Aquella fría mañana de Diciembre cuando mi madre lloró

Por Karenina Díaz Menchaca.
Es 8 de Diciembre, de 1980. Mi hermano cumple 3 años, sigue comportándose cómo un casi bebé, es el consentido de mi mamá, puede hacer lo que quiera. Yo no.

Soy mayor, ya cumplí 5 y mi deber es cuidarlo a él. Muchos años después entendería el significado del 8 y del 28 en el círculo familiar, sobretodo en la mística de papá. Son números importantes, así como el 20, pero más que todos: el 28, pero que sumados, el 20 con el 8, da la cifra de la verdad.

A mí hermano también la buena fortuna lo ha seguido. Aún no sé si el 8 es la razón, pero le dió por seguir el camino de la música, desde joven fue autodidacta y aprendió a tocar la guitarra con sus dedos y memoria asombrosa. Como muchos colegas músicos del siglo XX, lo primero que aprenden a tocar es ‘Yesterday’. No importa que no se sepan la letra, es más, apuesto a que todos comenzamos con tararearla antes de siquiera pronunciar como es debido el inicio de la canción: “All my troubles seemed so far away”.

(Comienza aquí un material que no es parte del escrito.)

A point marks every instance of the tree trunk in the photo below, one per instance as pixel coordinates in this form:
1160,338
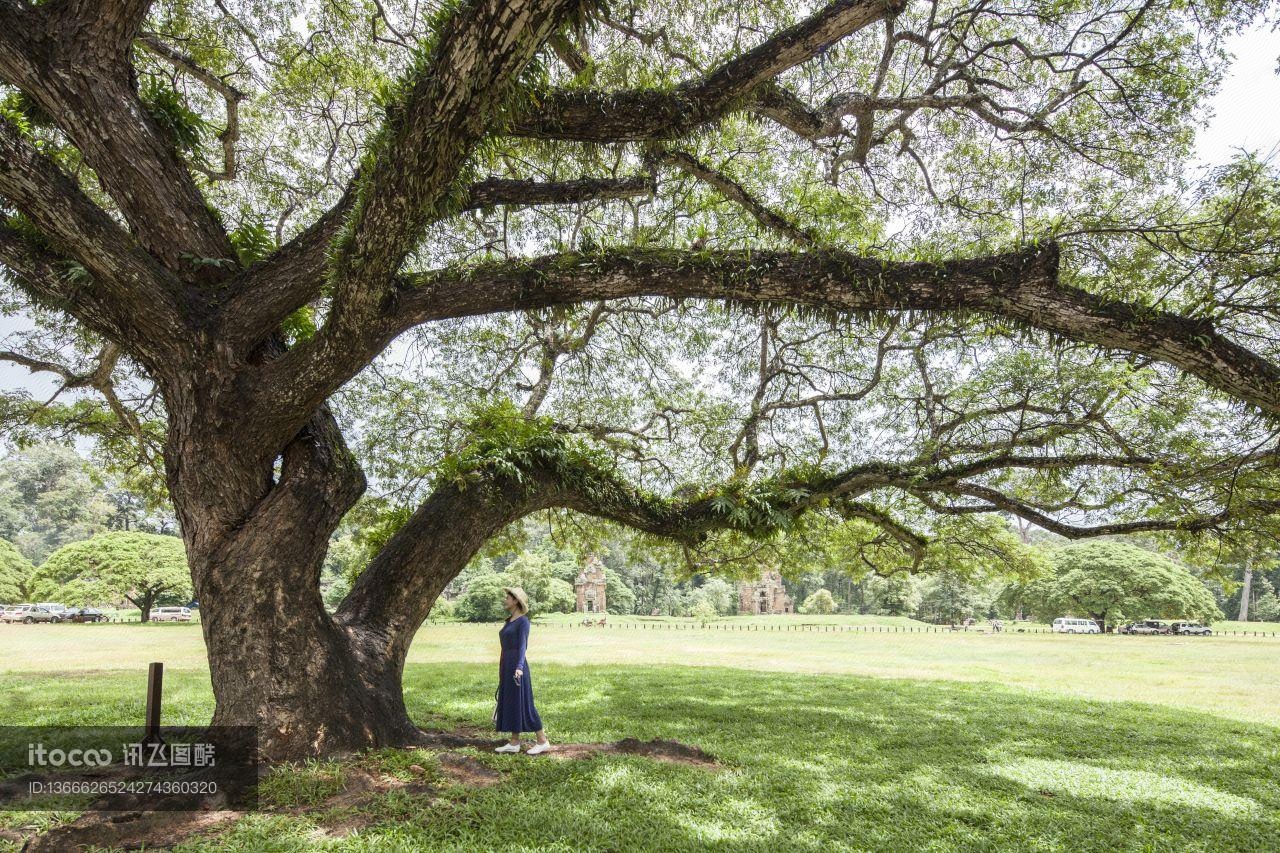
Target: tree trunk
144,605
256,543
1246,593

Aquella mañana mi madre, vestida de casa, sacudía la escoba con fuerza, con su habitual obsesión por la limpieza y el enojo que da la rutina a ciertas amas de casa. Mi madre era muy joven, tanto como sus sueños en donde la libertad lograba hueco. Ella medio cantaba en inglés, nos acostumbró a las emisoras de radio con la misma religiosidad ante el llamado a misa.

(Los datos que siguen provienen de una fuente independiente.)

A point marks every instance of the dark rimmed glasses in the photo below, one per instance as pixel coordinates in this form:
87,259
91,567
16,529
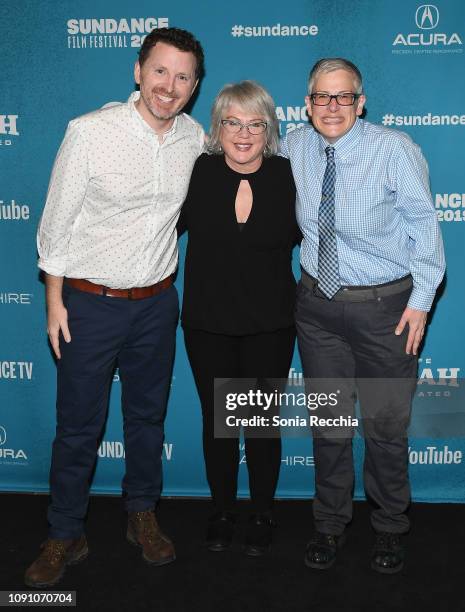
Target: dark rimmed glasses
345,98
234,127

Era 8 de diciembre de 1980. Muy de mañana. Mi madre trapeaba el piso, yo era una niña de 5 años. Mi hermano cumplió años y sigue sin haber un pastel en la mesa. De fondo Radio Universal, con la música que hace levitar a una madre muy joven de rostro afilado, de Nefertiti, con una cintura de menos de 60 centímetros. Mi padre no está, sólo los tres a los pies de un acontecimiento histórico.

Estoy jugando, soy una pequeña, mis muñecas y mi juego de té son mis mayores tesoros, a veces me siento un poco sola, si es que no estoy molestando a mi hermanito, porque eso sí me gusta mucho hacer, aunque él chille como una niñita.

_ Mamá, ¿Por qué lloras?

Se lo pregunté hasta el cansancio, nunca me contestó. Sólo movía la cabeza en señal de negación. Mi hermanito y yo nos abrazamos, nos sentíamos culpables de algo, no sabíamos de qué. Yo moría de miedo. Los gritos de mi madre fueron de una franca consternación, pero sobretodo como cuando ves a un fantasma y quieres que se vaya. ¿Has visto un fantasma?

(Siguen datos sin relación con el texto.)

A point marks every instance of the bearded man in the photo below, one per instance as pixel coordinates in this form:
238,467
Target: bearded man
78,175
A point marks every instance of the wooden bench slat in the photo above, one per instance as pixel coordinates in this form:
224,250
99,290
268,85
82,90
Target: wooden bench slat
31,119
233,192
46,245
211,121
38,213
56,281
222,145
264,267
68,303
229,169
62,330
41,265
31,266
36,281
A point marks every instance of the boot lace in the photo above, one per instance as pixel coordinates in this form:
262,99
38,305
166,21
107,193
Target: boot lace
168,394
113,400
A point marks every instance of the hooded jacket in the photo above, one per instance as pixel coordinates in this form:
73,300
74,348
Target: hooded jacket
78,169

Muchos años después, recreando la escena me entero de que ese día mi madre lloró con todo sentimiento por el ídolo de su época. Decían que mi madre tuvo un  novio que se parecía a John Lennon, quién sabe si era cierto, pero nunca olvidaré su dolor cuando se enteró por Radio Universal  que le habían disparado cinco veces afuera del Edificio Dakota, en Nueva York,  por un tipo llamado Mark David Chapman.